Comment 3 sunzhaohua 2019-07-25 14:54:32 UTC

@andrew I tried following the steps, the result is as expected.
- scale down the replicas in the '2a' machineset to 0
- scale it up to 1 again
- wait for the new machine/node to become Ready
- create clusterautoscaler, machineautoscaler
- add workload


I0725 14:49:14.483020       1 scale_up.go:426] Estimated 49 nodes needed in openshift-machine-api/zhsun1-lpwf6-worker-us-east-2b
I0725 14:49:14.483183       1 scale_up.go:521] Splitting scale-up between 3 similar node groups: {openshift-machine-api/zhsun1-lpwf6-worker-us-east-2b, openshift-machine-api/zhsun1-lpwf6-worker-us-east-2c, openshift-machine-api/zhsun1-lpwf6-worker-us-east-2a}
I0725 14:49:14.483211       1 scale_up.go:529] Final scale-up plan: [{openshift-machine-api/zhsun1-lpwf6-worker-us-east-2b 1->18 (max: 30)} {openshift-machine-api/zhsun1-lpwf6-worker-us-east-2c 1->17 (max: 30)} {openshift-machine-api/zhsun1-lpwf6-worker-us-east-2a 1->17 (max: 30)}]
I0725 14:49:14.483251       1 scale_up.go:686] Scale-up: setting group openshift-machine-api/zhsun1-lpwf6-worker-us-east-2b size to 18
I0725 14:49:14.497758       1 scale_up.go:686] Scale-up: setting group openshift-machine-api/zhsun1-lpwf6-worker-us-east-2c size to 17
I0725 14:49:14.511498       1 scale_up.go:686] Scale-up: setting group openshift-machine-api/zhsun1-lpwf6-worker-us-east-2a size to 17

Comment 4 Andrew McDermott 2019-07-25 15:38:42 UTC

(In reply to sunzhaohua from comment #3)
> @andrew I tried following the steps, the result is as expected.
> - scale down the replicas in the '2a' machineset to 0
> - scale it up to 1 again
> - wait for the new machine/node to become Ready
> - create clusterautoscaler, machineautoscaler
> - add workload
> 
> 
> I0725 14:49:14.483020       1 scale_up.go:426] Estimated 49 nodes needed in
> openshift-machine-api/zhsun1-lpwf6-worker-us-east-2b
> I0725 14:49:14.483183       1 scale_up.go:521] Splitting scale-up between 3
> similar node groups: {openshift-machine-api/zhsun1-lpwf6-worker-us-east-2b,
> openshift-machine-api/zhsun1-lpwf6-worker-us-east-2c,
> openshift-machine-api/zhsun1-lpwf6-worker-us-east-2a}
> I0725 14:49:14.483211       1 scale_up.go:529] Final scale-up plan:
> [{openshift-machine-api/zhsun1-lpwf6-worker-us-east-2b 1->18 (max: 30)}
> {openshift-machine-api/zhsun1-lpwf6-worker-us-east-2c 1->17 (max: 30)}
> {openshift-machine-api/zhsun1-lpwf6-worker-us-east-2a 1->17 (max: 30)}]
> I0725 14:49:14.483251       1 scale_up.go:686] Scale-up: setting group
> openshift-machine-api/zhsun1-lpwf6-worker-us-east-2b size to 18
> I0725 14:49:14.497758       1 scale_up.go:686] Scale-up: setting group
> openshift-machine-api/zhsun1-lpwf6-worker-us-east-2c size to 17
> I0725 14:49:14.511498       1 scale_up.go:686] Scale-up: setting group
> openshift-machine-api/zhsun1-lpwf6-worker-us-east-2a size to 17

The problem still remains that we are getting machines/nodes with varying amounts of RAM - which to me is unexpected, see: https://bugzilla.redhat.com/show_bug.cgi?id=1733235

As far as this bug goes I think the behaviour is correct, thus this is not a bug.

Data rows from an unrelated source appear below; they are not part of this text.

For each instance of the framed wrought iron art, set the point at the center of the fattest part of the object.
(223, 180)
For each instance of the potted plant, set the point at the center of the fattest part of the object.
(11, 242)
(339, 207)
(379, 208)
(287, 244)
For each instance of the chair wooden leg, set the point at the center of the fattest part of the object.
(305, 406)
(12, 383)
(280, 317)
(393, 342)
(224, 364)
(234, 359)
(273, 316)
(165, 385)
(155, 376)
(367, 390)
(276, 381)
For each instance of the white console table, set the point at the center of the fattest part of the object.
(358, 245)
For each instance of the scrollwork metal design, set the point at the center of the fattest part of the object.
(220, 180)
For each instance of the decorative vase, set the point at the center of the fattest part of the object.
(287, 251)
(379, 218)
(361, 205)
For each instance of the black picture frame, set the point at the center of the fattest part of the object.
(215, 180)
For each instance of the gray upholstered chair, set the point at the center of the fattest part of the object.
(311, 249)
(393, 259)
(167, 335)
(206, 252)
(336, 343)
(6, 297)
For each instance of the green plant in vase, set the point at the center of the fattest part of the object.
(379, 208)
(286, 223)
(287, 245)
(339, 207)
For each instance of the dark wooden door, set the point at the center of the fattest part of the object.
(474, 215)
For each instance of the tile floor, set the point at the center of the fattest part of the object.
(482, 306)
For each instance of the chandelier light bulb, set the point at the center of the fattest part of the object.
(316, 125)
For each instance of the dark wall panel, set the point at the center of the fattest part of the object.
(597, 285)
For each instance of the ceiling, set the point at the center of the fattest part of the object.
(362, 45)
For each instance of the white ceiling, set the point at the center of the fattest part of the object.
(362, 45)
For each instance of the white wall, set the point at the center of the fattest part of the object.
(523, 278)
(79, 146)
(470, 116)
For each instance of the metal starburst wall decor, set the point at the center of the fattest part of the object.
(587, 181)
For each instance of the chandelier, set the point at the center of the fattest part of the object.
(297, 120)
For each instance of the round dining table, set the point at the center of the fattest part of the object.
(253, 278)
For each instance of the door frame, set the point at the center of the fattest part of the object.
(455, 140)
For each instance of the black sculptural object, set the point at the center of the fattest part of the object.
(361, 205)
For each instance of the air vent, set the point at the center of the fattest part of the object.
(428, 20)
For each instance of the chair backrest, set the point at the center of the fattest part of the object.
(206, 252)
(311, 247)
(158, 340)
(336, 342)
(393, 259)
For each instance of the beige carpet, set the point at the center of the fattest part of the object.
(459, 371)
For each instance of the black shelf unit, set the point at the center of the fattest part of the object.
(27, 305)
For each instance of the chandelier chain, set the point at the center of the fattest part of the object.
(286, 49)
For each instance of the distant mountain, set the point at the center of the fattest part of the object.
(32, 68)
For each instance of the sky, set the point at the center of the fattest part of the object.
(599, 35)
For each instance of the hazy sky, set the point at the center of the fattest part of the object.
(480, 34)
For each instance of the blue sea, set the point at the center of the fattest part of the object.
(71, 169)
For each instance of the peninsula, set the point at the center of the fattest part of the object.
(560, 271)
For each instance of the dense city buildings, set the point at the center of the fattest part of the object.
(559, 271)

If the cluster autoscaler requires memory capacity to be identical when balancing amongst nodes in nodegroups then it can only split the workload up amongst those that are equal. We're seeing the correct behaviour from the cluster autoscaler here.

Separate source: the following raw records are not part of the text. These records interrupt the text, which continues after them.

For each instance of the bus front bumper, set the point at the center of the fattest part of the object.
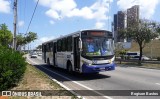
(97, 68)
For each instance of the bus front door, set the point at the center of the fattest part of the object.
(76, 54)
(54, 53)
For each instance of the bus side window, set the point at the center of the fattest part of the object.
(69, 43)
(59, 45)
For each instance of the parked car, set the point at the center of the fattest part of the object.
(137, 57)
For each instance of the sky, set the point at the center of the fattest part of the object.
(54, 18)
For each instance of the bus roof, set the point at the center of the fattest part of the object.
(73, 34)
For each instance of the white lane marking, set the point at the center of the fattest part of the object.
(60, 83)
(158, 83)
(74, 82)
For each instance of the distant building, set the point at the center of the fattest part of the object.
(119, 23)
(124, 19)
(132, 15)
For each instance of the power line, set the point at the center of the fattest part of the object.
(32, 16)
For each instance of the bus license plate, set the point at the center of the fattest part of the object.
(102, 68)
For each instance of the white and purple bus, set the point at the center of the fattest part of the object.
(85, 51)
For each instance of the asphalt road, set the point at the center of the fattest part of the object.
(119, 81)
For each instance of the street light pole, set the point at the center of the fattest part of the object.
(15, 24)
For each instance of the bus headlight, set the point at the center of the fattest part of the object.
(110, 61)
(87, 63)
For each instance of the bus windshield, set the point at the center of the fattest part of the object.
(95, 46)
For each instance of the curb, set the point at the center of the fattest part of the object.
(62, 85)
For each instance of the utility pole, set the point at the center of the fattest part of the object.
(15, 24)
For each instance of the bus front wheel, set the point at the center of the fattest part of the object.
(48, 62)
(69, 68)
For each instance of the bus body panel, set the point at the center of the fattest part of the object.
(78, 62)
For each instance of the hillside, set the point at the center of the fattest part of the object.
(154, 46)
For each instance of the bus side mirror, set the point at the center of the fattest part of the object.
(80, 44)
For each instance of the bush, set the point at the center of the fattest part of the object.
(12, 67)
(158, 58)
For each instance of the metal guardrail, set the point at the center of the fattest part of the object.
(143, 61)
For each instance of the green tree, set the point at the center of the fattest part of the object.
(142, 31)
(5, 35)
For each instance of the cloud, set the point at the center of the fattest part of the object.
(100, 25)
(42, 40)
(21, 23)
(60, 9)
(147, 7)
(4, 6)
(51, 22)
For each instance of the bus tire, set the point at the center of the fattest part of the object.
(48, 62)
(69, 68)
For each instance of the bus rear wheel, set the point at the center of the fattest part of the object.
(69, 68)
(48, 62)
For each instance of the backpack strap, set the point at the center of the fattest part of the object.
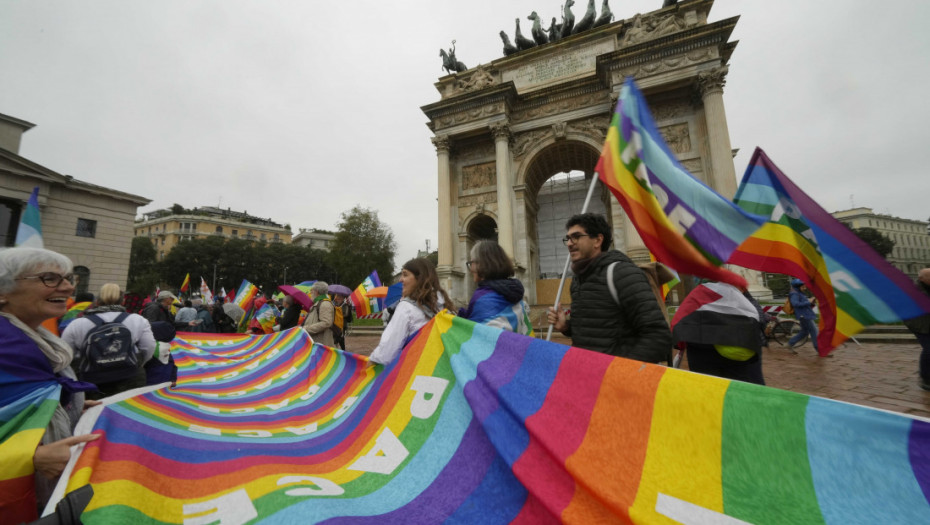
(610, 283)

Comment 5 Andrew McDermott 2019-07-26 13:09:20 UTC

I looked at adding a 3-5% toleration on the capacity but am now wary of making this change based on the warning here:

https://github.com/openshift/kubernetes-autoscaler/blob/master/cluster-autoscaler/processors/nodegroupset/compare_nodegroups.go#L79

This says:
	
// If this is ever changed, enforcing MaxCoresTotal and MaxMemoryTotal limits
// as it is now may no longer work.

from the following function:

func IsNodeInfoSimilar(n1, n2 *schedulernodeinfo.NodeInfo) bool {
	capacity := make(map[apiv1.ResourceName][]resource.Quantity)
	allocatable := make(map[apiv1.ResourceName][]resource.Quantity)
	free := make(map[apiv1.ResourceName][]resource.Quantity)
	nodes := []*schedulernodeinfo.NodeInfo{n1, n2}
	for _, node := range nodes {
		for res, quantity := range node.Node().Status.Capacity {
			capacity[res] = append(capacity[res], quantity)
		}
		for res, quantity := range node.Node().Status.Allocatable {
			allocatable[res] = append(allocatable[res], quantity)
		}
		requested := node.RequestedResource()
		for res, quantity := range (&requested).ResourceList() {
			freeRes := node.Node().Status.Allocatable[res].DeepCopy()
			freeRes.Sub(quantity)
			free[res] = append(free[res], freeRes)
		}
	}
	// For capacity we require exact match.
	// If this is ever changed, enforcing MaxCoresTotal and MaxMemoryTotal limits
	// as it is now may no longer work.
	for _, qtyList := range capacity {
		if len(qtyList) != 2 || qtyList[0].Cmp(qtyList[1]) != 0 {
			return false
		}
	}
...

Comment 6 Robert Krawitz 2019-07-26 14:53:05 UTC

Note that mcelog can offline memory pages based on error detection: http://www.mcelog.org/badpageofflining.html

Comment 7 Jan Chaloupka 2019-08-13 12:42:10 UTC

We are still investigating the issue. Next step is to see if we are able to provision machines in AWS with publicly available images with various OSes through launch config to see if we can get the differences to role out if it's RHCOS image related. One of ways how to cope with the small difference in memory capacity is to tolerate up to 1% in difference.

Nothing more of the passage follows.